S9700_01的端口GE9/0/42对端是友商交换机AS_23的端口E1/0/47。
根据该设备的日志,在发生MAC漂移前,一个端口突然变成learning状态,4s后端口进入Forwarding状态,且根桥切换成自己。在网络中存在更高优先级设备的情况下,根桥切换成自己,通常是因为链路拥塞或单板故障导致收不到报文或者报文不上送,STP超时将端口置为Forwarding状态,但是从learning到Forwarding的时间根据标准是15s。而这里只有4s,且配置中没有修改定时器,是该设备STP产生了故障。
%Jul 23 07:14:23 2017 <warnings> MODULE_L2_MSTP[tMstp]:MSTP set port = 48, mst = 0 to LEARNING! --- 端口learning
%Jul 23 07:14:27 2017 <warnings> MODULE_L2_MSTP[tMstp]:MSTP set port = 48, mst = 0 to FORWARDING! ---4s后端口forwarding
%Jul 23 07:14:28 2017 <warnings> MODULE_L2_MSTP[tMstp]:Root bridge has been changed. PRS is triggered: INSTANCE=0 --- 根桥发生变化
%Jul 23 07:14:28 2017 <warnings> MODULE_L2_MSTP[tMstp]:CistRoot = 32768.00:01:7a:f8:00:45, CistRegRoot = 32768.00:01:7a:f8:00:45 ---以本设备为根桥
AS_23端口突然进入Forwarding状态,以自己为根桥向S9700_01发送报文,S9700_01的9/0/42端口收到优先级低于本设备的报文,进入discarding状态(见步骤1的日志),并向AS_23发送高优先级报文。AS_23收到报文后会重新以S9700_01为根桥(见下面日志),并停止向S9700_01发送报文,因此后续S9700_01的9/0/42端口不再收到报文,15s超时进入learning状态,再经过15s超时进入forwarding状态(见步骤1的日志)。

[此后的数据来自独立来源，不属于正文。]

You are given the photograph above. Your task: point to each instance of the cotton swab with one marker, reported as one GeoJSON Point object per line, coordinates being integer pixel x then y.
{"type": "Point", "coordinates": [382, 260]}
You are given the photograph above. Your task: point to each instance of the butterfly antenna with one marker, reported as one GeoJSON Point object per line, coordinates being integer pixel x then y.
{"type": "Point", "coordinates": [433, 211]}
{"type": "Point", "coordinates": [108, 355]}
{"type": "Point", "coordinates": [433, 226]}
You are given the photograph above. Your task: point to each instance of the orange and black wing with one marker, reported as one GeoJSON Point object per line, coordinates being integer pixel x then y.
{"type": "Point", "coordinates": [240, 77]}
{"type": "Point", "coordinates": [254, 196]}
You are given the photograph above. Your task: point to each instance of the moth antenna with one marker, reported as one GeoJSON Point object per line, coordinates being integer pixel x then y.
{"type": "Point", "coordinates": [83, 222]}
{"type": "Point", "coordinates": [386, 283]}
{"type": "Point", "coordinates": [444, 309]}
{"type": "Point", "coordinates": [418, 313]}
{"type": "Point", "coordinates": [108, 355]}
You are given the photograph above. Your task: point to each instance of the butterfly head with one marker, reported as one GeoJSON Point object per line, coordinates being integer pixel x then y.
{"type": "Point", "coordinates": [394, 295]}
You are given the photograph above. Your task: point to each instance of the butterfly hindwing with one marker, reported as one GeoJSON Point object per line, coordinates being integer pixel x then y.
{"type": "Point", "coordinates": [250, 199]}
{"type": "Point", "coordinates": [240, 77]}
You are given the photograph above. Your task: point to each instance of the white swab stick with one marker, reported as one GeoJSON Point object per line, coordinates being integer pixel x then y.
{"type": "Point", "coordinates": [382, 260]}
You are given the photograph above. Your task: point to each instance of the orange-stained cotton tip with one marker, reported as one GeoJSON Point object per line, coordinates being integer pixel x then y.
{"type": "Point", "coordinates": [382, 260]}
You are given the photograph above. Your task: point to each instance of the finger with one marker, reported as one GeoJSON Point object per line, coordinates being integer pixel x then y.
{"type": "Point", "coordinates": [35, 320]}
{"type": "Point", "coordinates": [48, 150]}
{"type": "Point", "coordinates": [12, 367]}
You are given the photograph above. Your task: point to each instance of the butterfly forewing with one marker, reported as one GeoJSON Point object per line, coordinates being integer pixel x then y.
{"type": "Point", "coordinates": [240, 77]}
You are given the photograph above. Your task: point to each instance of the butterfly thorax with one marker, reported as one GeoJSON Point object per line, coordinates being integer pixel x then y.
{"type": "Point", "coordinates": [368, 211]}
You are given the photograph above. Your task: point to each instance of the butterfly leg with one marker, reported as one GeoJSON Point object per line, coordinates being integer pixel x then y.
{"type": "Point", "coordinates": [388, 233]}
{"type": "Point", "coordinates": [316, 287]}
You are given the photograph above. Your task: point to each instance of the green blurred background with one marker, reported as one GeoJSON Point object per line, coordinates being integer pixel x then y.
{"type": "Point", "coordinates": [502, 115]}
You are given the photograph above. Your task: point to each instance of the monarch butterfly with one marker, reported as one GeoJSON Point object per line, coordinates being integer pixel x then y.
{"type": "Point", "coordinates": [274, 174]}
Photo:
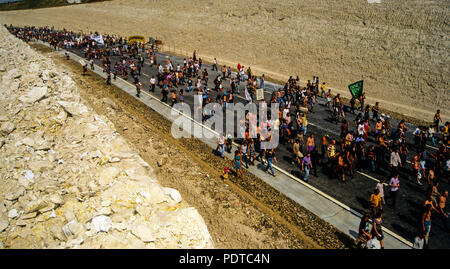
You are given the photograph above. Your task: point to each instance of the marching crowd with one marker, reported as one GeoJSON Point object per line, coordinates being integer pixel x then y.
{"type": "Point", "coordinates": [370, 141]}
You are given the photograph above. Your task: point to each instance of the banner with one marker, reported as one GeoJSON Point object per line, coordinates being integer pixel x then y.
{"type": "Point", "coordinates": [98, 39]}
{"type": "Point", "coordinates": [260, 94]}
{"type": "Point", "coordinates": [356, 88]}
{"type": "Point", "coordinates": [136, 38]}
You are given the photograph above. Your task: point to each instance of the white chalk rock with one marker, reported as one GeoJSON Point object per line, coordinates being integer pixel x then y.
{"type": "Point", "coordinates": [8, 128]}
{"type": "Point", "coordinates": [36, 94]}
{"type": "Point", "coordinates": [101, 223]}
{"type": "Point", "coordinates": [73, 108]}
{"type": "Point", "coordinates": [174, 194]}
{"type": "Point", "coordinates": [13, 213]}
{"type": "Point", "coordinates": [143, 233]}
{"type": "Point", "coordinates": [4, 223]}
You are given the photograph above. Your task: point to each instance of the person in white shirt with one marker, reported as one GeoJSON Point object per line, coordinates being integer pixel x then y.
{"type": "Point", "coordinates": [394, 184]}
{"type": "Point", "coordinates": [380, 187]}
{"type": "Point", "coordinates": [220, 145]}
{"type": "Point", "coordinates": [395, 160]}
{"type": "Point", "coordinates": [419, 241]}
{"type": "Point", "coordinates": [152, 83]}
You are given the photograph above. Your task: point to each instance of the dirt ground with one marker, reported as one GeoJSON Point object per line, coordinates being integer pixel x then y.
{"type": "Point", "coordinates": [239, 213]}
{"type": "Point", "coordinates": [399, 48]}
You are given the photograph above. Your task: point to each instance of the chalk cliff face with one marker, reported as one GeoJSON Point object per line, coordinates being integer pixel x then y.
{"type": "Point", "coordinates": [67, 178]}
{"type": "Point", "coordinates": [400, 48]}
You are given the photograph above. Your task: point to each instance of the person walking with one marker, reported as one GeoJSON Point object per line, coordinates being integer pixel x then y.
{"type": "Point", "coordinates": [214, 67]}
{"type": "Point", "coordinates": [394, 184]}
{"type": "Point", "coordinates": [396, 161]}
{"type": "Point", "coordinates": [306, 166]}
{"type": "Point", "coordinates": [221, 146]}
{"type": "Point", "coordinates": [375, 201]}
{"type": "Point", "coordinates": [377, 230]}
{"type": "Point", "coordinates": [237, 163]}
{"type": "Point", "coordinates": [270, 155]}
{"type": "Point", "coordinates": [380, 187]}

%Jul 23 08:57:58 2017 <warnings> MODULE_L2_MSTP[tMstp]:Root bridge has been changed. PRS is triggered: INSTANCE=0 ---根桥发生变化
%Jul 23 08:57:58 2017 <warnings> MODULE_L2_MSTP[tMstp]:CistRoot = 0.d8:49:0b:8c:e4:a0, CistRegRoot = 32768.00:01:7a:f8:00:45 ---根桥恢复成原来的S9700_01
至此,可以证明是AS_23发生故障,端口forwarding,导致S9700_01端口状态震荡1次,并产生MAC漂移。

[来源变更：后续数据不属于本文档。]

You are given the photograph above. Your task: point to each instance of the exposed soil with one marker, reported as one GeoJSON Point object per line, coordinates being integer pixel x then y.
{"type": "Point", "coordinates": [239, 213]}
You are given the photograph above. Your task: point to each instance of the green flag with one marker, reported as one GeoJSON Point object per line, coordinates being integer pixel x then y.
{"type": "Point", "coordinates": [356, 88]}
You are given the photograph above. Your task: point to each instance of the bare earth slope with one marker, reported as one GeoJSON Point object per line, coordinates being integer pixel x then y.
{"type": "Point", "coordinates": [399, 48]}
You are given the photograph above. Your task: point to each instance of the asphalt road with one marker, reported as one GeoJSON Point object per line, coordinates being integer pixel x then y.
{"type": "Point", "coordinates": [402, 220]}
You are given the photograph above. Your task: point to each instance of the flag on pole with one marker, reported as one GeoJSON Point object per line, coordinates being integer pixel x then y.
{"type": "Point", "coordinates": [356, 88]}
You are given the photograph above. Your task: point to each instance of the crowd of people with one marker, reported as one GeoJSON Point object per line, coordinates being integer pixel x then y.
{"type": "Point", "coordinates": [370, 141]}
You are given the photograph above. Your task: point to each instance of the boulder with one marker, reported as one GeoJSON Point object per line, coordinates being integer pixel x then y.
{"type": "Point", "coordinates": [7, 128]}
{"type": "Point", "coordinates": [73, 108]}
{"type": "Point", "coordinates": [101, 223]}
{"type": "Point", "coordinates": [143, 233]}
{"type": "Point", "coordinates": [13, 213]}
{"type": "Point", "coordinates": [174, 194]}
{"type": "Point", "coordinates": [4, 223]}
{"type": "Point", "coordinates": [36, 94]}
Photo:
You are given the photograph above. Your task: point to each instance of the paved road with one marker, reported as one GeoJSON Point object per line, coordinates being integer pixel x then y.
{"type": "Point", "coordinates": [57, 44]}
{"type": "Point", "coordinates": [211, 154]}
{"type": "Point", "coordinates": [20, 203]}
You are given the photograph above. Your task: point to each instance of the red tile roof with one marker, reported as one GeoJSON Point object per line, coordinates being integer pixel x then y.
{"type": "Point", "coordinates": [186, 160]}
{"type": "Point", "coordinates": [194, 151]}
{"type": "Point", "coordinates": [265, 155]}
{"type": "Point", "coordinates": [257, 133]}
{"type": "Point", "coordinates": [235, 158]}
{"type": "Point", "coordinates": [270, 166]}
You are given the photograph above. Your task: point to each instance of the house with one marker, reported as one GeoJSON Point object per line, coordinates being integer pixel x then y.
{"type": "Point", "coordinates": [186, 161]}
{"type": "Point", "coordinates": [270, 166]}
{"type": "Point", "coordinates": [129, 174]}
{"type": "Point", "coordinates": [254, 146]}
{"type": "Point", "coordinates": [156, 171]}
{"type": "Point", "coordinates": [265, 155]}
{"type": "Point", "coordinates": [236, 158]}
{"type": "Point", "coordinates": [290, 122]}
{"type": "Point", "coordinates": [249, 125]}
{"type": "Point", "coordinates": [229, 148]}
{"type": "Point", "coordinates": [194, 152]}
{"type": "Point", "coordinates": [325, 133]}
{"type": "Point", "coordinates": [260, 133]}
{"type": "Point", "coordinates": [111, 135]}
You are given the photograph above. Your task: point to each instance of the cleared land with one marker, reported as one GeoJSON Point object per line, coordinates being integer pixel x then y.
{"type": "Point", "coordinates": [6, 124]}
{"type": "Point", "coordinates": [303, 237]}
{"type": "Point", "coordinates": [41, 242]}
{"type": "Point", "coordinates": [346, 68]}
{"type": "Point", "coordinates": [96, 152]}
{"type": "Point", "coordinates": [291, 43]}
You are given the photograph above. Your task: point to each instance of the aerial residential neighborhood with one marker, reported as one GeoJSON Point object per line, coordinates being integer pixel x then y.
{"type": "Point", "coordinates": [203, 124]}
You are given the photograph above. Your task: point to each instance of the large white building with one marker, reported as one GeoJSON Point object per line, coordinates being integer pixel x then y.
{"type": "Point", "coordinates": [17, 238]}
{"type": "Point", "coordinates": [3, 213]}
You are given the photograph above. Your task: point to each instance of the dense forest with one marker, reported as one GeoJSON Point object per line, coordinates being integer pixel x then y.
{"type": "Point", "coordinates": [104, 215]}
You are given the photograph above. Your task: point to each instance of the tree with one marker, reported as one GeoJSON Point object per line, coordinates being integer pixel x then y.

3、将AS_23连接S9700_01上行口shutdown后环路破除,网络恢复。
4、因组网为VRRP+RSTP,将AS_23连接S9700_01上行口shutdown为临时解决办法,后客户将AS_23设备替换,测试正常。
根因
设备上报MAC地址飘移,同时CPU利用率高,下挂用户ping不通网关,一般网络有环路导致广播风暴,需要及时破除环路。
建议与总结
如果设备同时上报MAC地址飘移,CPU利用率高,协议报文CPCAR丢包,一般为网络中出现环路。在局域网中环路对网络稳定性影响较大,需要及时破除环路。